Let's do an example. Suppose for the next 11 years I save an inflation adjusted $15.5k/year in 401k, $4k/year in Roth, and $20k/year outside of retirement accounts. Suppose also that all accounts do not grow at all, they just keep up with inflation.
I would be 35 with:
401k: 19k (current) + 15.5k * 11 = 189.5k
Roth: 4k (current) + 4k * 12 = 52k
Non Retirement: 0 (current) + 20k * 11 = 220k
Total: 461.5k (in today’s dollars)
with 25 years to live before 59.5 with full access
Based on this calculator http://www.finance.cch.com/sohoApplets/Retire72T.asp
at age 35 with $189.5k in 401k, I could throw off anything between: $3.9k/year (minimum required distribution) or $14.2k/year (fixed amortization with current max allowed reasonable interest rate).

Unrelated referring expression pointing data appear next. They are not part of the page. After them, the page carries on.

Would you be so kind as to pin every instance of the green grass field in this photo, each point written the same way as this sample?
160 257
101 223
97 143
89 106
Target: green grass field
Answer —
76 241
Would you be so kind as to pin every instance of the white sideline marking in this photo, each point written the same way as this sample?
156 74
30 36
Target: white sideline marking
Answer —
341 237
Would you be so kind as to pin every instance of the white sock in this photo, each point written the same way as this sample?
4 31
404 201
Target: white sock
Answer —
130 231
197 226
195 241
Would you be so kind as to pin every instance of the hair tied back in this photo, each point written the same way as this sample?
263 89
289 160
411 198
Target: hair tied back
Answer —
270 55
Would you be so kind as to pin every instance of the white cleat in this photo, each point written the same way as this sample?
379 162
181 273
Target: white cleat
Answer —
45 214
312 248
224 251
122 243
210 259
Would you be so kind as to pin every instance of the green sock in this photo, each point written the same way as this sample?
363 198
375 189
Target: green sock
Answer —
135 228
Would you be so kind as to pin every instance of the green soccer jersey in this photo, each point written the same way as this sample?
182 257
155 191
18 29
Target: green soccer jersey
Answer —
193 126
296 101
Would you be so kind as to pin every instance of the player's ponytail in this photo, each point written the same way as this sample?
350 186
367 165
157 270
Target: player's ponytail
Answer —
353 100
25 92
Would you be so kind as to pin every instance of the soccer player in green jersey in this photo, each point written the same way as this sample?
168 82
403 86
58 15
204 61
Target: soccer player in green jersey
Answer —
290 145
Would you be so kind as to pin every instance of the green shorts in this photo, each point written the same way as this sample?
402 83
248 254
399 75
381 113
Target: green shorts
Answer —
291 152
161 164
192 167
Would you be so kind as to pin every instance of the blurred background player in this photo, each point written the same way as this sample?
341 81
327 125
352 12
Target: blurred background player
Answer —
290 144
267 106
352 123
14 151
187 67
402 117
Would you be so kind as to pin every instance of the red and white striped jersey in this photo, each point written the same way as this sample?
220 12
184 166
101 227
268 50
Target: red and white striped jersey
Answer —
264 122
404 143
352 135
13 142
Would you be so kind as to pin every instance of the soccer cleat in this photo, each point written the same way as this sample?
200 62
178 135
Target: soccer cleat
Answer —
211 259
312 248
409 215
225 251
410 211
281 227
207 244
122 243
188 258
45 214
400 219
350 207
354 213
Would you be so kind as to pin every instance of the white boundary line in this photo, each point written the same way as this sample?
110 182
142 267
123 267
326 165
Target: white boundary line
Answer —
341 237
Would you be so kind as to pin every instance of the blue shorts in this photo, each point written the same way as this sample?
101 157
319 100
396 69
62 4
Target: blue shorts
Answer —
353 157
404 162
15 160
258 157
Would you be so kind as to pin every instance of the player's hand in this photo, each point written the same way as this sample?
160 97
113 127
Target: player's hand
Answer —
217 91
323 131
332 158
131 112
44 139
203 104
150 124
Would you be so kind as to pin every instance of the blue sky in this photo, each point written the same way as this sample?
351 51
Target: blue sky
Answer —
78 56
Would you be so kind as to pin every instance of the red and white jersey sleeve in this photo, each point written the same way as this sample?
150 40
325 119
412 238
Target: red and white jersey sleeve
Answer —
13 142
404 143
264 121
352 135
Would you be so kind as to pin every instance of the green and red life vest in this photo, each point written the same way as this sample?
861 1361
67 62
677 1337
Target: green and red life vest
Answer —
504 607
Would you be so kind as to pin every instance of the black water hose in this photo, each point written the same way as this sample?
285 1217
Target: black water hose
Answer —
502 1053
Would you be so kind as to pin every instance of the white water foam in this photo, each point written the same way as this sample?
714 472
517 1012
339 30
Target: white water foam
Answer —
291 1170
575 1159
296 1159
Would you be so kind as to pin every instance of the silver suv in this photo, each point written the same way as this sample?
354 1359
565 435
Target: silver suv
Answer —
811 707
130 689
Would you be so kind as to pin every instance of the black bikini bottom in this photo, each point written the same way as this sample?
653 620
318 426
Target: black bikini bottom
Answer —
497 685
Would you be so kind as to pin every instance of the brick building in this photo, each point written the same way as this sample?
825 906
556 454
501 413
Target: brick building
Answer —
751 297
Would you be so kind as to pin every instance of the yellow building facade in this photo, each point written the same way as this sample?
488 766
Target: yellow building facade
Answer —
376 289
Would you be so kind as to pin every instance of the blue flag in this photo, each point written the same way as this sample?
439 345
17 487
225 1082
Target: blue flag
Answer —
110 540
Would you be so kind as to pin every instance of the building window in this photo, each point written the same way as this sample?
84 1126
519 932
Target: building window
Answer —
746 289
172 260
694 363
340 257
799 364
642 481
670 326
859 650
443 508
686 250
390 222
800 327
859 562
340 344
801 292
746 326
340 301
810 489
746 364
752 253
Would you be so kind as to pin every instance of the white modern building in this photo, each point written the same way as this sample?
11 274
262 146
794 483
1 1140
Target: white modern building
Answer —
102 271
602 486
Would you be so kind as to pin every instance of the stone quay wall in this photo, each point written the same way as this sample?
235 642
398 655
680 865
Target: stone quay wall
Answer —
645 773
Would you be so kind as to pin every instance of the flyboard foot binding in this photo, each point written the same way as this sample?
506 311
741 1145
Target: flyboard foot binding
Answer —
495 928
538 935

And I get to choose the amount, with the only problem being I'm locked into the choice until age 59.5.
I can also take out the $52k that I contributed to the Roth whenever I want. Say I take out $2k/year for 25 years. So each year I could get pretty much any amount I want to up to $16.2k/year from my retirement accounts (with the caveat that I can't change my amounts from year to year easily).
But there's not even any reason to start taking from the retirement accounts. The better strategy is to burn through all $220k of the money outside of the retirement accounts, taking me as close to 60 as possible. Hell, if the non retirement money ran out, I could then drain the $52k of Roth, and only after that start doing 72(t).

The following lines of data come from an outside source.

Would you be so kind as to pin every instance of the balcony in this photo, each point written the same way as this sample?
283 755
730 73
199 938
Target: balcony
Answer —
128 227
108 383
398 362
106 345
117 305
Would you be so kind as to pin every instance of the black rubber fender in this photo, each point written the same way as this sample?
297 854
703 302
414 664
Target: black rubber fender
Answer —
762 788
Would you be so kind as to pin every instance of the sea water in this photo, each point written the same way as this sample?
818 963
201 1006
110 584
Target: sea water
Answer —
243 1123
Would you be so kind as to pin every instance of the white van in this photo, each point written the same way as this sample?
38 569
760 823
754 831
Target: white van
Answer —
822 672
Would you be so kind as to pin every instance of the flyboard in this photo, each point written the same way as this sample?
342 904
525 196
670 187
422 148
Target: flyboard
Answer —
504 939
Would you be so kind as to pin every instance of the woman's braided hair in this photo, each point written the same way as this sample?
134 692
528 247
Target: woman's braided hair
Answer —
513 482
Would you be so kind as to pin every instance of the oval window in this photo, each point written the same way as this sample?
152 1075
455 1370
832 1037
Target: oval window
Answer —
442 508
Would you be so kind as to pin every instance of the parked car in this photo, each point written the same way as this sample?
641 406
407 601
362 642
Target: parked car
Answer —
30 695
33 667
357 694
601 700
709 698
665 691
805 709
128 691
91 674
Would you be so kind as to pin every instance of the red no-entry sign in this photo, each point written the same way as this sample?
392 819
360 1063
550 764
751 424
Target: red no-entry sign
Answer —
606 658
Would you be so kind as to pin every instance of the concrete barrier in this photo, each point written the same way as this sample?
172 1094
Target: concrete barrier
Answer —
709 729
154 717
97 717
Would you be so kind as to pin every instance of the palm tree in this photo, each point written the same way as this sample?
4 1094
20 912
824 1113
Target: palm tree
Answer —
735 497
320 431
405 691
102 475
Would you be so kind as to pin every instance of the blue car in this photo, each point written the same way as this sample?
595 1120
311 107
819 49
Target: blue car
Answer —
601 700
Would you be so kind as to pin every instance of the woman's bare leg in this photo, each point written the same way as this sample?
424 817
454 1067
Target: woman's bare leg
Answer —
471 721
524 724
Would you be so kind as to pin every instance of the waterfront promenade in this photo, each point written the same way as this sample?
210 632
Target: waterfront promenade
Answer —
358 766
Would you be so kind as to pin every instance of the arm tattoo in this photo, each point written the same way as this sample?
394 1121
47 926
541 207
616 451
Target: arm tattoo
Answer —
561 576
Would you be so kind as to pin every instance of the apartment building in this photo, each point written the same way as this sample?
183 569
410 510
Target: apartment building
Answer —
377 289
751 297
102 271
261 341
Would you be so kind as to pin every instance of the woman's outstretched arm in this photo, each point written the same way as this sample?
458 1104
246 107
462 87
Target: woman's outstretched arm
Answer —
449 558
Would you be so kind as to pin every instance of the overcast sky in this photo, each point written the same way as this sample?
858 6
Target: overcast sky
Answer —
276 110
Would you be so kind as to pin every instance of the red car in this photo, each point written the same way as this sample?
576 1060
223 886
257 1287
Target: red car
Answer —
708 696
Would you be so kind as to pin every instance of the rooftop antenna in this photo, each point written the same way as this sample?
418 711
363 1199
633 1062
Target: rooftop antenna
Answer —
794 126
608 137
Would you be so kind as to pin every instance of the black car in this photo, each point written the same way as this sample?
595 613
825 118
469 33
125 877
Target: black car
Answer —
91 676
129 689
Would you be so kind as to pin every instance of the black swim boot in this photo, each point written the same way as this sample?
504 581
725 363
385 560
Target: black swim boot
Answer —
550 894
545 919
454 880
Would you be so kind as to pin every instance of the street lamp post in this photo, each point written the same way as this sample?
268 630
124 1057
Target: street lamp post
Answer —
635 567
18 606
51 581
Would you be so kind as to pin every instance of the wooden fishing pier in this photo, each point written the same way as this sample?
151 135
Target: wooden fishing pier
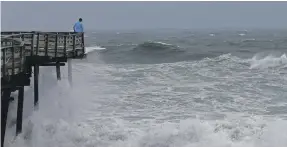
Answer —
21 55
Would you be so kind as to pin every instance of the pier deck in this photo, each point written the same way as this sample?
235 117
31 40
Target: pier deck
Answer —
20 51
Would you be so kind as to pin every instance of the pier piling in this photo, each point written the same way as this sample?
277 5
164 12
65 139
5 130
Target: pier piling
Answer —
22 51
20 110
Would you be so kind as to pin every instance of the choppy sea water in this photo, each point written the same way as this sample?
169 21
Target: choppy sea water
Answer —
166 88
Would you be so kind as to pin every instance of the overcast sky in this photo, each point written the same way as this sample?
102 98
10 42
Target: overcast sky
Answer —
60 16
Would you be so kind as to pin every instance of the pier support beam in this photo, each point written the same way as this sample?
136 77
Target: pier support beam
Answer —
70 72
36 86
20 110
5 100
58 71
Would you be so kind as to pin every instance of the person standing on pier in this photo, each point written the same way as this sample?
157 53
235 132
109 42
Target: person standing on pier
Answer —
78 27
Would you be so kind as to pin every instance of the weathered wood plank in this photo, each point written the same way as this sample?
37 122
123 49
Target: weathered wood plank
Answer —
17 45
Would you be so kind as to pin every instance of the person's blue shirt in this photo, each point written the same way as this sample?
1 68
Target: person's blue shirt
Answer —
78 27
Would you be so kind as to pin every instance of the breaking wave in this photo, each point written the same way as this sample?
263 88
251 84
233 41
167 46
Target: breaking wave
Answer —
151 46
72 117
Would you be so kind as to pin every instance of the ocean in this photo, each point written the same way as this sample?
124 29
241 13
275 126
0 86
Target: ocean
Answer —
164 88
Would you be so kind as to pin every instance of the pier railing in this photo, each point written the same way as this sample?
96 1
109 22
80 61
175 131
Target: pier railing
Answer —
20 51
15 46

It's definitely true that if you had nothing but a 401k things could get tricky, but as it is there seems to be tons of flexibility to me. After running through this math, I'm more convinced than ever that it's reasonable to pretend that retirement accounts are accessible for the purpose of retirement projections.
PS: pf101 after re-reading your comment you do mention the importance of Roth and taxable for flexibility. This is another topic, but I think that even if you plan to retire very early, you still want to max available retirement accounts more than contribute to your taxable accounts (although you definitely want both). The crux of my argument for this is 1) tax advantages and 2) 72(t) seems quite flexible as expounded on above.